In Business News this Friday: City pays 2.7 billion owed over Blanka Tunnel; bank customers’ hopes further dashed by Supreme Court; passenger train operator slashes price on Prague-Žilina route;; construction firms still feeling brunt of 2008 financial crisis; annoying tourist gets in the face of friendly Slovak campers.
Show me the money: city pays 2.7 billion to Metrostav
Blanka Tunnel, photo: Filip Jandourek
A week after it was ordered to do so, Prague paid off debts in the total of 2.7 billion crowns to construction firm Metrostav for work on the soon-to-be-complete Blanka Tunnel. The news that the money was sent was confirmed by a city official on Friday. Both the city and the firm have agreed they do not want the massive project to be delayed further. Construction employees will resume work within three days of the sum going through. The Blanka Tunnel complex – estimated to cost some 36 billion crowns, was originally due to open in May; the opening date has been postponed to September.
Supreme Court decision on bank fees
Illustrative photo: Barbora Němcová, Radio Prague International
A further nail has been driven into Czech bank customers' hopes of reclaiming high account maintenance charges. The Supreme Court - in a judgement made public Thursday - said that it is not possible or desirable to calculate all the elements making up such charges and it was unreasonable for bank clients to seek rebates on past charges. The latest decision largely follows the lines of a decision handed out just over a week ago by the country's Constitutional Court over one repayment claim with thousands of others waiting in the wings.
Regiojet doesn’t want price war but quick to undercut competition, reports daily
Photo: Kristýna Maková
Private passenger train operator Regiojet has said it doesn’t want to kick off a price war with competitors while slashing prices on the Prague Žilina line, reports news website iDnes.

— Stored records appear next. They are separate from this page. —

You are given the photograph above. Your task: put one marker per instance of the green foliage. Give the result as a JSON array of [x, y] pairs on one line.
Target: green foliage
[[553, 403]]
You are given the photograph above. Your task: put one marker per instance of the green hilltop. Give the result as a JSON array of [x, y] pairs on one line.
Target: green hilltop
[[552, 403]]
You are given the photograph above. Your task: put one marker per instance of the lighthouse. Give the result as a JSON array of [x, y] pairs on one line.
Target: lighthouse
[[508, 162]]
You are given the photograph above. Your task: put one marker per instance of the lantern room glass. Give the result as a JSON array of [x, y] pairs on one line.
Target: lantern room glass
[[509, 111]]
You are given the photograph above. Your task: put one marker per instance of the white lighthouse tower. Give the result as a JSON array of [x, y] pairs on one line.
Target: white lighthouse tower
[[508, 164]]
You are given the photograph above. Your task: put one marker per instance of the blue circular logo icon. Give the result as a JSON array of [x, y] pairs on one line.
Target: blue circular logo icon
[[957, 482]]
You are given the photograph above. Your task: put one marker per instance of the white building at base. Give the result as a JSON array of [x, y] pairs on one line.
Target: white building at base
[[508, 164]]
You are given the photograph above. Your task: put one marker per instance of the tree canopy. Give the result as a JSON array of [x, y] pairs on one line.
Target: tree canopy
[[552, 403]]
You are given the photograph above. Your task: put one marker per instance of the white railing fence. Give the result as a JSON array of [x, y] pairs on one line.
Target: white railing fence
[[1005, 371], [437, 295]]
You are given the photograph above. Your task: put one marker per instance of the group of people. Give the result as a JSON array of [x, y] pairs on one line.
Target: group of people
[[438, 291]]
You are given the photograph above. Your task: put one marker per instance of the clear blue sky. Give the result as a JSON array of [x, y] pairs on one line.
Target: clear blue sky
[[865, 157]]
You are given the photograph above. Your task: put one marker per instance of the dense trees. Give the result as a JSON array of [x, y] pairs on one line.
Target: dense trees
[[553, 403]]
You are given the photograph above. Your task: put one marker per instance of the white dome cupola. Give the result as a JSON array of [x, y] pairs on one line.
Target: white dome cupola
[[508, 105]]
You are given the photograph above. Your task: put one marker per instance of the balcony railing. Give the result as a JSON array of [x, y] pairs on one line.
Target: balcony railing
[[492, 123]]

The price for the trip was unexpectedly cut to 243 crowns, compared to the 380 crowns it cost among existing competitors. The undercutting of the market is reportedly in part strategy to get noticed on a saturated market. Regiojet has also begun operating on Slovakia’s Bratislava-Košice line. The company said it did not want a repeat of the so-called Ostrava scenario, where three operators have offered deals between Prague and the eastern city of Ostrava – but are all losing money.
Construction sector still hurting
Photo: Kristýna Maková
Czech construction lost 443 billion crowns during the global financial crisis and 50,000 people in the sector were fired since 2008, it was revealed this week. Miloslav Mašek, the head of the Building Entrepreneurs Association, confirmed that the number of large building companies declined by 25 percent and that the situation for construction firms was unlikely to change this year with the situation maybe only stabilising by 2016. Sales totalled a record 547.5 billion in 2008, while last year the figure was 150 billion crowns lower. Statistical data show that 767 firms with 50 or more staff were active in the sector in 2008, employing 110,000 people, while last year the sector registered 578 companies with 84,000 employees. According to Mr Mašek, firms caught off guard by the crisis as well as those that had performed well but suffered from a lack of public contracts had since gone bankrupt.

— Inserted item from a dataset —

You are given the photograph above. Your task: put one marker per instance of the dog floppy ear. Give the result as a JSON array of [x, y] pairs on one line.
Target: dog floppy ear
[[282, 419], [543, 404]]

Annoying Czech tourist gets in the face of friendly Slovak campers
Photo: YouTube
A commercial for consolidated personal loans running in Slovakia uses a Czech tourist, complete with a beard, a bit of a tum and socks & sandals, for comic relief, showing him as a prime borrower but poor lender. In the ad, the tourist annoyingly borrows from a nice Slovak family, who are camping, an axe, lamp, pan and onions but offers to lend only an opened tin of pate. The new campaign, for Slovenská sporitelňa, hopes to attract domestic clients to consolidate past loans in one with lower payment rates. The less-than-flattering depiction of the Czech tourist is hardly a new stereotype: some Croatians in the 1990s infamously used to complain about Czech visitors being too self-reliant when visiting ie. loading up on food from home during the summer holidays, whether with Czech řízky (wiener schnitzel), or the aforementioned pate. The only thing missing from the picture is beer.